Location
- 528 E Seventh St. Aspermont, TexasESC Region 14 USA
- Coordinates: 33°8′18″N 100°13′19″W﻿ / ﻿33.13833°N 100.22194°W

District information
- Type: Independent school district
- Grades: Pre-K through 12
- Superintendent: Clifton Gilmore
- Schools: 2 (2009–10)
- NCES District ID: 4800006

Students and staff
- Students: 240 (2010–11)
- Teachers: 28.48 (2009–10) (on full-time equivalent (FTE) basis)
- Student–teacher ratio: 8.36 (2009–10)
- Athletic conference: UIL Class 1A 6-man Football Division II
- District mascot: Hornets
- Colors: Black, Crimson, White

Other information
- TEA District Accountability Rating for 2011–12: Recognized
- Website: Aspermont ISD

= Aspermont Independent School District =

School district in Texas

Aspermont Independent School District is a public school district based in Aspermont, Texas (USA). The district is located in Stonewall County.

==History==

On July 1, 1985, Old Glory Independent School District merged into Aspermont ISD.

==Finances==
As of the 2010–2011 school year, the appraised valuation of property in the district was $216,602,000. The maintenance tax rate was $0.104 and the bond tax rate was $0.000 per $100 of appraised valuation.

==Academic achievement==
In 2011, the school district was rated "recognized" by the Texas Education Agency. Thirty-five percent of districts in Texas in 2011 received the same rating. No state accountability ratings will be given to districts in 2012. A school district in Texas can receive one of four possible rankings from the Texas Education Agency: Exemplary (the highest possible ranking), Recognized, Academically Acceptable, and Academically Unacceptable (the lowest possible ranking).

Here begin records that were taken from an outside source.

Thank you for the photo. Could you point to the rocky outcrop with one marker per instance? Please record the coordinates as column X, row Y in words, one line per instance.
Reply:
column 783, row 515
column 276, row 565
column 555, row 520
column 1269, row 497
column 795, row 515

Historical district TEA accountability ratings
- 2011: Recognized
- 2010: Exemplary
- 2009: Recognized
- 2008: Recognized
- 2007: Recognized
- 2006: Recognized
- 2005: Recognized
- 2004: Recognized

==Schools==
In the 2011–2012 school year, the district had students in two schools.
- Aspermont Junior High and High School (Grades 7-12)
- Aspermont Elementary School (Grades PK-6)

==Special programs==

===Athletics===
Aspermont High School participates in the boys sports of basketball and football. The school participates in the girls sports of basketball, softball, and volleyball. For the 2012 through 2014 school years, Aspermont High School will play six-man football in UIL Class 1A 6-man Football Division II.